I am 79 years old and in relatively good health. My goal is to save as much of my hard earned money for my loved ones as I possibly can in the event i need long term care or I need to enter a nursing home. Therefore, I would like to transfer some shares of common stock that I own into my son’s name. The approximate value of the stock today is $ 13,000.00. When I file income tax, will I need to pay profit on the common stock because of the transfer? Do i need to file a federal gift tax return because of the gift? Does my son need to report this gift on his income tax return?
One can transfer up to $14,000 on an annual basis to as many people as they desire. Transferring more than that amount requires the filing with the Internal Revenue Service of a Federal Gift Tax form.
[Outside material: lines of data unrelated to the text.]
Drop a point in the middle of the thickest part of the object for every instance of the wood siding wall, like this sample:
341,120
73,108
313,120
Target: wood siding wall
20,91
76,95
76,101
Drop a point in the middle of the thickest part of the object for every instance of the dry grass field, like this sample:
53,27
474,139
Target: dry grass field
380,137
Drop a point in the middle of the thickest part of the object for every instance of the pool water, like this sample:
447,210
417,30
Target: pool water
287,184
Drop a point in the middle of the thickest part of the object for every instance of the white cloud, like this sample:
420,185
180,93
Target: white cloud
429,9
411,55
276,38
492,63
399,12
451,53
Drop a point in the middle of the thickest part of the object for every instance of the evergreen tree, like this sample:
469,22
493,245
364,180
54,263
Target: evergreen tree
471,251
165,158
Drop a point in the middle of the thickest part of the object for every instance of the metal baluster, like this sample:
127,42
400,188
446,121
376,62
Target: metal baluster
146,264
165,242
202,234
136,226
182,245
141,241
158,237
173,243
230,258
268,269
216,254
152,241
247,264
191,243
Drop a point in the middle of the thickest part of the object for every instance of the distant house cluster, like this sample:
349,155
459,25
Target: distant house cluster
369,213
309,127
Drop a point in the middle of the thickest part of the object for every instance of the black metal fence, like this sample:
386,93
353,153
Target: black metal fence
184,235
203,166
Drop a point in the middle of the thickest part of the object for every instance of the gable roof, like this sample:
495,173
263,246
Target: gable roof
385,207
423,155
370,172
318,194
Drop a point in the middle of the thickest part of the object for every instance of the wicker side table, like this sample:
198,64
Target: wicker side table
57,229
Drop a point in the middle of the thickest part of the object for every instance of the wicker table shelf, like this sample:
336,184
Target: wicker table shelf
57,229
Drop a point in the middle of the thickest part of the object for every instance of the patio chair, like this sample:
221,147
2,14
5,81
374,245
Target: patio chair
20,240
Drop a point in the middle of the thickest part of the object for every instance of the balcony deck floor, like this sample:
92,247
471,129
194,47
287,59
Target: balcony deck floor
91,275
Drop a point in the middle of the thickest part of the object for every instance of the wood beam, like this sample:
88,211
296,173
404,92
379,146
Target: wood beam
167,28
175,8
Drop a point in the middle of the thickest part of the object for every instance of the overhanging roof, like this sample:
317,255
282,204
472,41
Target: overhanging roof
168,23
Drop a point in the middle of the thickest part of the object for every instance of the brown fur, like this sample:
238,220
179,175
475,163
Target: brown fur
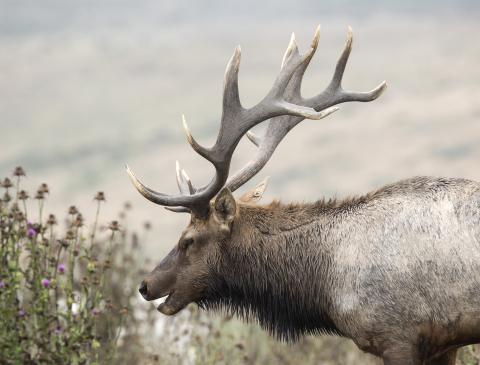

The person receiving the gift (your son) does not include the gift in his tax return as it is not considered taxable income for him. If you’re transferring stock, your son takes it at the same price you paid for it (“cost basis”) and he may have to pay capital gains taxes when he sells it.
It is also very important to realize that making a gift like the one described here of any amount could make you ineligible for some period of time (“penalty period) for Medicaid if you ran out of assets and required long-term care. This would apply if the gift were made within five years of your applying for such assistance.
Thus, we would strongly encourage you to meet with an elder law attorney to review your entire financial situation and your long term goals in order to design a proper plan to address your concerns.